I’m often asked why I started Govcamp and the answer is a simple one. Back in 2006, when the idea began to take root in my head, there were barcamps taking place all over the world on a variety of premises. At the time I was putting a lot of effort into connecting people in and around Whitehall who I thought should know each other. A barcamp seemed the ideal model to get everyone who mattered into one space on the same day and get to know each other.
A lot of friendships were made at the first Govcamp and, though it was deemed a success by those who participated, I couldn’t get rid of a nagging feeling in my head that there should be some sort of output or plan of action to follow it. I wrestled with this for a while, trying different kinds of event formats, to attempt to create something with ‘more value’. When it was suggested I organise a second Govcamp the following year I hesitated because I couldn’t see the point.
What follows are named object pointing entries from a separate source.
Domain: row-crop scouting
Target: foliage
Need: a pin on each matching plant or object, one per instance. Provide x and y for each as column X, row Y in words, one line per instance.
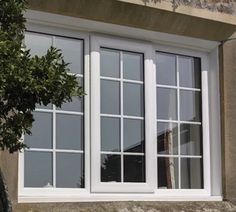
column 26, row 81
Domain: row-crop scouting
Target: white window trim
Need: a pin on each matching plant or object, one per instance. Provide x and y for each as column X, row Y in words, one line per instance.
column 96, row 43
column 57, row 24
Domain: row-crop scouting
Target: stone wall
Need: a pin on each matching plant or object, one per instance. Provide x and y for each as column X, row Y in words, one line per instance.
column 223, row 6
column 128, row 207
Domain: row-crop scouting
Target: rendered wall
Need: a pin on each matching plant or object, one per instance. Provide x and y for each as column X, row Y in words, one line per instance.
column 151, row 18
column 228, row 100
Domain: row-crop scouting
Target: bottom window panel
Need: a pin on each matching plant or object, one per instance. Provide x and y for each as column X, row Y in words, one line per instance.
column 38, row 169
column 168, row 173
column 110, row 168
column 191, row 173
column 69, row 170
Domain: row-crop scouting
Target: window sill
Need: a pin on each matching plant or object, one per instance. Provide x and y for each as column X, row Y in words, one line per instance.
column 86, row 197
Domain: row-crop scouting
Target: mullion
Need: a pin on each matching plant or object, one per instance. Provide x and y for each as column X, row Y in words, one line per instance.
column 122, row 119
column 178, row 119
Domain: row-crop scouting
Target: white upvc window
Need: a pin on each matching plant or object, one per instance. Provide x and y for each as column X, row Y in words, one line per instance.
column 122, row 130
column 140, row 132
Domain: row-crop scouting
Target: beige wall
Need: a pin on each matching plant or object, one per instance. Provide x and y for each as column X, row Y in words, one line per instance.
column 152, row 18
column 187, row 21
column 228, row 105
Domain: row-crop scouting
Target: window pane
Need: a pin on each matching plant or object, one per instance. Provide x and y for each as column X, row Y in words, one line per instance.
column 166, row 71
column 190, row 105
column 41, row 131
column 166, row 104
column 49, row 106
column 134, row 168
column 133, row 99
column 38, row 43
column 110, row 168
column 167, row 137
column 168, row 173
column 134, row 135
column 72, row 50
column 69, row 131
column 190, row 72
column 110, row 97
column 191, row 173
column 77, row 103
column 110, row 63
column 191, row 139
column 133, row 66
column 70, row 170
column 110, row 134
column 38, row 169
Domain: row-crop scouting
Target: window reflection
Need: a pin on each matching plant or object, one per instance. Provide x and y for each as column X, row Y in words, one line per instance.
column 167, row 138
column 110, row 168
column 167, row 173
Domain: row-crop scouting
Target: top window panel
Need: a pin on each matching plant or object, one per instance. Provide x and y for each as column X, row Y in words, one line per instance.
column 189, row 69
column 72, row 50
column 133, row 66
column 166, row 69
column 189, row 72
column 110, row 63
column 38, row 43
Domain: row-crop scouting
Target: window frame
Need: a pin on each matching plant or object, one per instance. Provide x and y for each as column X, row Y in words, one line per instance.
column 61, row 27
column 33, row 191
column 98, row 42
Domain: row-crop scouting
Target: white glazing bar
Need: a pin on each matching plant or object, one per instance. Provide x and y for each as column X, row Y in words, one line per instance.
column 122, row 118
column 69, row 151
column 177, row 156
column 44, row 110
column 39, row 150
column 54, row 134
column 69, row 112
column 123, row 153
column 119, row 116
column 176, row 87
column 181, row 122
column 178, row 114
column 119, row 79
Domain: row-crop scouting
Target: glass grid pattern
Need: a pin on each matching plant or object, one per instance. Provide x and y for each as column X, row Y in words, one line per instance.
column 175, row 159
column 69, row 153
column 122, row 154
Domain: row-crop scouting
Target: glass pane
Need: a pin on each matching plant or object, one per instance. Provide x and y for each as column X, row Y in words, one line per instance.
column 134, row 135
column 69, row 131
column 110, row 63
column 191, row 173
column 49, row 106
column 133, row 99
column 41, row 131
column 133, row 66
column 110, row 97
column 134, row 168
column 167, row 138
column 70, row 170
column 190, row 72
column 168, row 173
column 166, row 104
column 72, row 50
column 38, row 169
column 110, row 134
column 190, row 105
column 38, row 43
column 191, row 139
column 166, row 69
column 77, row 103
column 110, row 168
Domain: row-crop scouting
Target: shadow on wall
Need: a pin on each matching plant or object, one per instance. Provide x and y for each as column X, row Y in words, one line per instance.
column 223, row 6
column 5, row 204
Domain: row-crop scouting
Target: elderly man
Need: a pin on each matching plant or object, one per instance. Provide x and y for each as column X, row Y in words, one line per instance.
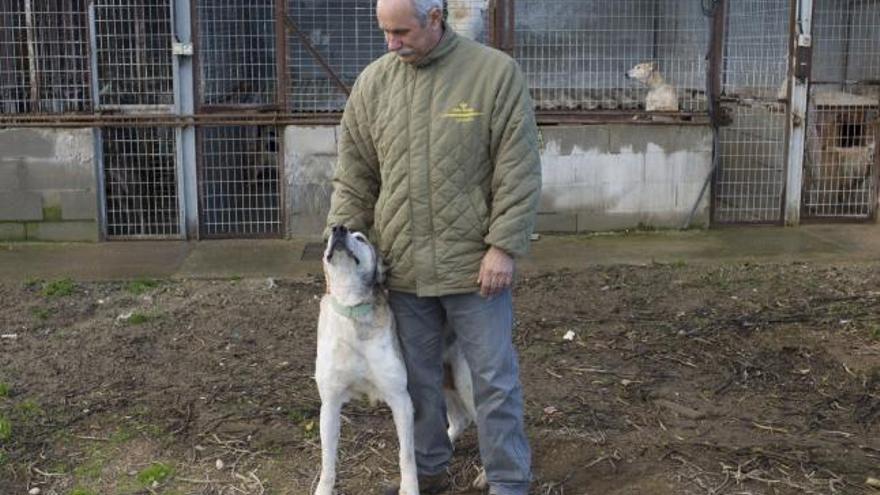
column 438, row 161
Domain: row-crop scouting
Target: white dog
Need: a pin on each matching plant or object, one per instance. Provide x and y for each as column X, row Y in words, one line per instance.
column 661, row 95
column 359, row 354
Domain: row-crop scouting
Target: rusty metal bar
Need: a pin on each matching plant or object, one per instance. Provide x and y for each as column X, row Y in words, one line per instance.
column 307, row 43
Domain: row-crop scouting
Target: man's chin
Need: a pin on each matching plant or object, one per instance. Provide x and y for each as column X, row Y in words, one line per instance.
column 407, row 57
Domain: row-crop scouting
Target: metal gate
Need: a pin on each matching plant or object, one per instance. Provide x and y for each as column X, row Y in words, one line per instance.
column 840, row 160
column 133, row 73
column 750, row 179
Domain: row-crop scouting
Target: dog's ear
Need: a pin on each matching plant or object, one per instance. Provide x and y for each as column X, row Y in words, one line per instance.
column 381, row 269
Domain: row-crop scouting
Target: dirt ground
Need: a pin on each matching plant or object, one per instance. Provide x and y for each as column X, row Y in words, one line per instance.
column 680, row 379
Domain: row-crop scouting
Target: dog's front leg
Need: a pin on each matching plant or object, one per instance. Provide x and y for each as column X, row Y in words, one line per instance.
column 401, row 408
column 331, row 407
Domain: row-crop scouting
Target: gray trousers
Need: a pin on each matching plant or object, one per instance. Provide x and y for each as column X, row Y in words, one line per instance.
column 483, row 327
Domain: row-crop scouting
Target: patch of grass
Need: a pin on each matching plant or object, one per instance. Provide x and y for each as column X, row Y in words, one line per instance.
column 305, row 419
column 91, row 470
column 155, row 474
column 141, row 285
column 30, row 409
column 5, row 429
column 41, row 314
column 59, row 288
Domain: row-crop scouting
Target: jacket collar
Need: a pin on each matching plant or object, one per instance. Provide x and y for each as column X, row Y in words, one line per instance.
column 447, row 43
What value was it really creating?
Hindsight is a wonderful thing of course but it wasn’t until I left London and returned the following year for the third Govcamp that I realised the true value of the event: connecting and sharing experiences, thoughts and ideas between people who really care about their subject. Stefan has written, more eloquently than I, about the uselessness of Govcamp. I couldn’t agree more.
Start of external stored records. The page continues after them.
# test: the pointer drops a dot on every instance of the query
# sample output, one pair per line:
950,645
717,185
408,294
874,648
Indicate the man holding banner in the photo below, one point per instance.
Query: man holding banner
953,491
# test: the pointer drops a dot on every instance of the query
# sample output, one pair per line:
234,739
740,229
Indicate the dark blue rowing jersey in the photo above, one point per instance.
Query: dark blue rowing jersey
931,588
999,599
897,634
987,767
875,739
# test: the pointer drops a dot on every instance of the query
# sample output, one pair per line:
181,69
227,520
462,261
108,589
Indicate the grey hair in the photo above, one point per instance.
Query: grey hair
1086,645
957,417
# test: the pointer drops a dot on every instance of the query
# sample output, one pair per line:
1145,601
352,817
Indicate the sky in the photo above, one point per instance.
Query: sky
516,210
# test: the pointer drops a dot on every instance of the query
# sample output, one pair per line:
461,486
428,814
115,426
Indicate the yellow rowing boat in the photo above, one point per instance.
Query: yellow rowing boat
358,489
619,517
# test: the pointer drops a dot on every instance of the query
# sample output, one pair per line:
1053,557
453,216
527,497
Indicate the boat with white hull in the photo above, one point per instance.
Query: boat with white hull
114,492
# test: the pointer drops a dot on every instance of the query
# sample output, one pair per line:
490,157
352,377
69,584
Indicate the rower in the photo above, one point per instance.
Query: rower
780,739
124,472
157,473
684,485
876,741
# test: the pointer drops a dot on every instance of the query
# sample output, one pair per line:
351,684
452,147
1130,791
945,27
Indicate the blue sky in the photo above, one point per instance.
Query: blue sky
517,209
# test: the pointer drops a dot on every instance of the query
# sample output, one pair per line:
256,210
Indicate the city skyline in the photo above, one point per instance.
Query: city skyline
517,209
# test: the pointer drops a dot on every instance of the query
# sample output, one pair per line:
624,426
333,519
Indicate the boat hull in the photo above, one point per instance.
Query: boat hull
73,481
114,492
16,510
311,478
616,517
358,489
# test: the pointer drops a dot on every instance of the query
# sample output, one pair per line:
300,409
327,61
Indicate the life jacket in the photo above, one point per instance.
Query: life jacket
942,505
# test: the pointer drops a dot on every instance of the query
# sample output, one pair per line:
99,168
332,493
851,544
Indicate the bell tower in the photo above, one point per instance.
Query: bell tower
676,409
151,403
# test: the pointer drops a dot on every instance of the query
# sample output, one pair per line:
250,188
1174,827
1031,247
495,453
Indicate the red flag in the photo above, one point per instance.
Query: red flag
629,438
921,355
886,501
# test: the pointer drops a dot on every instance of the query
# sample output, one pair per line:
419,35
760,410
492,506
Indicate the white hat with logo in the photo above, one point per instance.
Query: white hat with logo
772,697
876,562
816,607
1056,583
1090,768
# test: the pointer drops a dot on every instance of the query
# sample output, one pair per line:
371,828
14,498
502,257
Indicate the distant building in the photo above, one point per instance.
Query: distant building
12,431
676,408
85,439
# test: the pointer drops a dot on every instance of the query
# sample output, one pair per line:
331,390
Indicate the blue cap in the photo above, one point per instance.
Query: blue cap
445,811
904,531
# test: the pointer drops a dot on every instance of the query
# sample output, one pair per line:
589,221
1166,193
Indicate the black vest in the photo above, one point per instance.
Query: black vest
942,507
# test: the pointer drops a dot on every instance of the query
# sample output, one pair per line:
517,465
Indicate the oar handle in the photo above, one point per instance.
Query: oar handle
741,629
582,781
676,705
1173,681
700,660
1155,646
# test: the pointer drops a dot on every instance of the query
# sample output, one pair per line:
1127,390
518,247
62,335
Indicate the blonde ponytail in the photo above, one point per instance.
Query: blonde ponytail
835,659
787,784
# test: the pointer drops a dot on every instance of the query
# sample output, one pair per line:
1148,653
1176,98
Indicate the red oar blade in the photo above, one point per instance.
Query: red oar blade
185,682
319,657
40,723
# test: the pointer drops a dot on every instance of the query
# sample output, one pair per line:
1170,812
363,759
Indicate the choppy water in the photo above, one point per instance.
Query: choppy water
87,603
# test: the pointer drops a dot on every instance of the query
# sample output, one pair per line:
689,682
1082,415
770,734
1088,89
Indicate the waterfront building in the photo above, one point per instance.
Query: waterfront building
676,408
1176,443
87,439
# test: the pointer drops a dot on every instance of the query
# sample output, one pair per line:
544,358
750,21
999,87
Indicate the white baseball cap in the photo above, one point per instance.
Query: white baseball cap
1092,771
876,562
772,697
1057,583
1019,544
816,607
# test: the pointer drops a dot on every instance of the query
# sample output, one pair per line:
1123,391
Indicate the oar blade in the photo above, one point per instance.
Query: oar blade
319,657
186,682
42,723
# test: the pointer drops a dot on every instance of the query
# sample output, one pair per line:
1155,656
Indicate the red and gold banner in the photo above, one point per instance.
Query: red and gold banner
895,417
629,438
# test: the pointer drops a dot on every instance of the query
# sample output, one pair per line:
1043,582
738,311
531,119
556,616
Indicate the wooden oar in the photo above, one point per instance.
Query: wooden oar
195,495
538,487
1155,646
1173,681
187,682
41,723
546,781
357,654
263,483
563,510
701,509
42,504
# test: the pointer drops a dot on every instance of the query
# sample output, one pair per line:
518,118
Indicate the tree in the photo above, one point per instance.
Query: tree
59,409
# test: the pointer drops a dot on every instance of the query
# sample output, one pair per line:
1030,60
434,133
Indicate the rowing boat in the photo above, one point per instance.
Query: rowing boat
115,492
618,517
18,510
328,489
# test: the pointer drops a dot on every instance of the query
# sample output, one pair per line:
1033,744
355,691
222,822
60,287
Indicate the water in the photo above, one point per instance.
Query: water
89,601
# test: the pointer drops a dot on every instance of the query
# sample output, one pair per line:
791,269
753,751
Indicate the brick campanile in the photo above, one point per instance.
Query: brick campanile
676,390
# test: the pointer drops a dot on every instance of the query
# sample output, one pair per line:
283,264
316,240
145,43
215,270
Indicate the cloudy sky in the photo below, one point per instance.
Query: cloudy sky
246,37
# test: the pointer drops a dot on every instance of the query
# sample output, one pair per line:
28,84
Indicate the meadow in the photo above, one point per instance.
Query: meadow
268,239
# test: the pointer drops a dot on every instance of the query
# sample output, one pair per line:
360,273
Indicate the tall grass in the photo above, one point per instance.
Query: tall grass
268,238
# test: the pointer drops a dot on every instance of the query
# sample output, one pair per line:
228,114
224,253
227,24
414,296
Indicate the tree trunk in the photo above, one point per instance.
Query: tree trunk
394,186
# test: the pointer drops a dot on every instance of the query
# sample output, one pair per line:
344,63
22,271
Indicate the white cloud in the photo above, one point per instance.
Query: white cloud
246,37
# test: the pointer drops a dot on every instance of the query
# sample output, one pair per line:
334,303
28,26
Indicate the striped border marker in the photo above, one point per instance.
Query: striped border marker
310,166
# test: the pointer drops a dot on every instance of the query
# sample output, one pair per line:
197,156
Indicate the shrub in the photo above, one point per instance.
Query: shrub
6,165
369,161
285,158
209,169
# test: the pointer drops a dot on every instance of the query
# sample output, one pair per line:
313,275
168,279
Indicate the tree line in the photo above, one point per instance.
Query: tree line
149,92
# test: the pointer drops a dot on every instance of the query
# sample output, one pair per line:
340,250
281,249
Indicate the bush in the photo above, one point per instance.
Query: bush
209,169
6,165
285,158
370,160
That is incredibly valuable and in stark contrast to many of the corporate conferences I’ve attended over the years. People often talk of the ‘corridor conference’ being the valuable part of those kind of events. In effect, Govcamp is almost entirely a corridor conference: multiple discussions taking places simultaneously, no compulsion to stay in the room if what’s being said doesn’t interest you, find somebody you want to talk with and start talking.
Although a ‘conference’ without speakers, agenda or subject looks absurd to an outsider, it’s precisely this absurdity that makes It so valuable. It’s only by being part of it that you generate value for yourself, for others, and for the community of those who have a passion for doing digital government better (yes, community, because we are).
Well done to all the organisers who made this years Govcamp so absurd. And so valuable. Long may it continue.